Cuando le dieron el alta, el Chiquito quedó con nosotros. La Señora volvió en seguida de viaje. Por suerte tuvo estos abuelos maravillosos. Le salvaron la vida. ¿Qué hubiera sido de él sin su ayuda?
Fue una brisa fresca su llegada. La Señora rejuveneció veinte años… y al Señor nunca le había visto esa sonrisa. El nene era un sol. Distinto de los otros chicos, pura dulzura. A mi me daba pena.
La madre nunca vino a verlo. El padre volvió alguna vez a la casa, y el Chiquito no lo reconoció.
Pensé que ese chico se había mandado alguna macana, otra de las suyas, cuando vino la policía. Eran varios patrulleros. Se me aflojaron las piernas, el cuerpo se me puso frío. Todo fue muy rápido, recuerdo que quise correr escaleras arriba para ayudarlo a escapar. Hubiese dado la vida para proteger a este Chico. Pero entonces la Señora hizo algo que no hacía nunca. Dijo: dejá María, que yo atiendo, y a partir de entonces todo se volvió raro y lento, como en los cuentos.

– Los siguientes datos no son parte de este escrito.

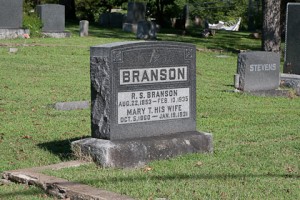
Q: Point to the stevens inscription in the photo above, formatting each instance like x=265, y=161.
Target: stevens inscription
x=153, y=105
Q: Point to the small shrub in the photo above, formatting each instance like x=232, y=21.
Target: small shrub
x=32, y=22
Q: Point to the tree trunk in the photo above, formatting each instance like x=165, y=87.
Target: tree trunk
x=271, y=37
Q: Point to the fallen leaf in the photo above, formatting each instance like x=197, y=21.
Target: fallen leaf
x=198, y=164
x=289, y=169
x=26, y=137
x=147, y=169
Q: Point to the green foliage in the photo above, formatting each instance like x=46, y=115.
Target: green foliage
x=32, y=22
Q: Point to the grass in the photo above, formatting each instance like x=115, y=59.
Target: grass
x=256, y=139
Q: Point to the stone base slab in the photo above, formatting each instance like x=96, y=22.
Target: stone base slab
x=58, y=187
x=57, y=34
x=138, y=152
x=13, y=33
x=290, y=80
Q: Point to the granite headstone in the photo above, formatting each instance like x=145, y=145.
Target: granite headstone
x=53, y=17
x=136, y=12
x=292, y=39
x=258, y=70
x=143, y=104
x=11, y=19
x=146, y=30
x=83, y=28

Me quedé paralizada, como si fuera un mueble, una estatua, como si no estuviese ahí.
La Señora hablaba con la policía en la puerta y leía un papel, cuando de pronto la boca se le puso en forma de U, se tomó el pecho con la punta de los dedos y se le encogió el cuerpo. Entonces entró a la sala el Señor, vestido con su viejo uniforme. Parecía estar viéndolo en su época de esplendor, una estampa burlando al tiempo.
Yo no escuchaba nada. Era como una película muda, no sé qué me pasó. Porque pasaba todo junto.
La Señora miró al Señor, le decía no con la cabeza. Pero él parecía decir que sí, con toda la seguridad de su cuerpo.
Entonces escuché al Chiquito que lloraba. Y a las sirenas. Y el ruido del televisor que se había quedado encendido en el canal del niño.
Ahí se me cayeron los platos, pero a nadie le importó.
El Señor puso los brazos hacia adelante al llegar a la puerta y dijo algo del honor y la patria, una de esas cosas que no recuerdo exactamente.
En cuestión de segundos le pusieron candado a las manos y se lo llevaron.
Escuché los autos alejarse sin entender qué había pasado.
Fue un instante. La Señora quedó parada en la puerta. Con el papel en alto y la otra mano en el pecho. Estaba de espaldas. No me voy a olvidar nunca.
Dio vuelta la cabeza así y me miró. Si, me miró. Lo último que hizo fue mirarme. Fue un instante. Algo quiso decirme. Tenía una cara sorprendida. Como los niños, cuando descubren algo. Si, era una mirada como de niña, en unos ojos viejos. Entonces se desplomó. Cayó con todo su peso muerto al suelo y se golpeó la cabeza contra el marco de la puerta.
En un segundo era todo un charco de sangre. Tuve que llamar a la ambulancia… ¡y lo que tardó! Yo no sé si se hubiera salvado, pero casi veinte minutos tardó en llegar la ambulancia. Pobre señora.
Pobre Señor.
Pobre Chiquito.
¿Ahora quién lo va a cuidar?
¿Quién va a juntar los platos rotos?